La crise sanitaire a également eu des impacts sur l’action publique. Pour faire face à une crise soudaine, les élus et agents territoriaux ont été en première ligne. Ce sont eux qui ont pu prendre en compte les enjeux locaux dans la mise en œuvre des décisions. Les communes, échelon territorial de proximité par excellence, ont apporté des réponses aux besoins des citoyens chacune à leur manière. Ouverture des écoles pour les enfants des soignants, accompagnement à la transformation digitale des commerces par la mise en place de solutions digitales partagées, création de cellules de soutien psychologique, fourniture de masques… Les mairies ont adapté rapidement leur organisation pour répondre à l’urgence.

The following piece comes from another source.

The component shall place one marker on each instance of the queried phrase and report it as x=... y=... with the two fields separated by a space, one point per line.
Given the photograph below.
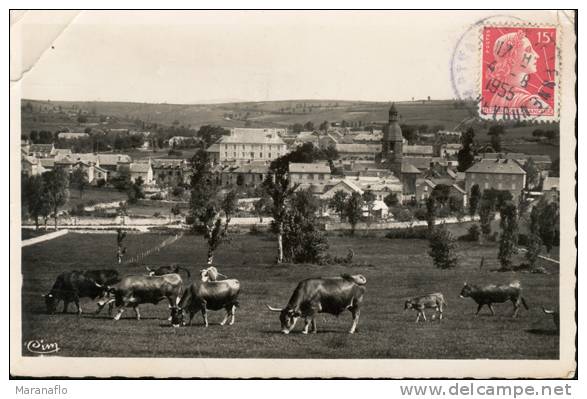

De par leur connaissance du terrain et des acteurs locaux, les collectivités territoriales ont démontré une grande réactivité face à cette situation exceptionnelle. Cette gestion territoriale de la crise a posé les bases d’une résilience accrue, grâce à la prise en compte des spécificités des territoires, de leurs besoins, de leurs enjeux. Une telle agilité est possible à l’échelle d’une ville ou d’une agglomération et rappelle qu’une stratégie de résilience est toujours spécifique au territoire dans lequel elle se déploie. Une question se pose aujourd’hui : comment institutionnaliser les démarches mises en place dans l’urgence de la crise ?
Concertation : mobiliser l’ensemble des acteurs pour une stratégie de résilience globale
La résilience d’un territoire repose sur une vision fédératrice à long terme. C’est dans cet esprit que le département de la Gironde a débuté en 2019 l’élaboration de sa stratégie. Le conseil départemental a choisi une approche innovante : une co-construction partagée entre élus, services et un panel de 40 citoyens, acteurs de l’ESS et de l’innovation sociale. Ces acteurs ont été réunis dans un écosystème appelé “La Base”. Les jeunes du territoire ont également été associés à cette démarche via un budget participatif destiné à financer leurs projets de transformation écologique et sociale. Une démarche qui a donné lieu à la création d’un kit de résilience territoriale à destination des collectivités. Un accompagnement pour la mise en place des Plans de Continuité d’Activité (PCA) est également prévu pour que les collectivités soient mieux préparées à répondre à des événements graves et de grande ampleur.
Résilience territoriale : les enseignements de la crise sanitaire
Avec la crise liée à la pandémie de Covid-19, les enjeux liés au dérèglement climatique sont revenus au centre de l’agenda. Cette crise a démontré l’importance de la résilience et de l’anticipation des risques, d’autant plus que les crises climatiques seront plus nombreuses dans les années à venir.
Adopter une stratégie de résilience territoriale, c’est avant tout se préparer à réagir vite, de façon cohérente et coordonnée, à un événement imprévu de grande ampleur. Les solutions mises en place dans un territoire ne sont pas réplicables à l’identique dans un autre. La crise liée au Covid-19 a mis en évidence 4 caractéristiques fondamentales de la résilience territoriale :
- Son but premier est de protéger l’humain avec une attention particulière aux besoins des populations vulnérables
- Elle doit être au cœur des arbitrages qui structurent les projets de territoire : elle donne une stabilité au territoire dans un environnement mouvant
- C’est un outil de préparation à la gestion des crises, pour ne pas sur-réagir ni sous-estimer les risques
- Il s’agit d’une démarche agile d’évaluation et de gestion des risques : une stratégie de résilience territoriale évolue avec le contexte
Penser la gouvernance d’une stratégie de résilience territoriale, c’est faire de cette stratégie un apprentissage en continu. En d’autres termes, capitaliser sur les acquis de la gestion d’une crise et être mieux préparé à répondre aux chocs à venir.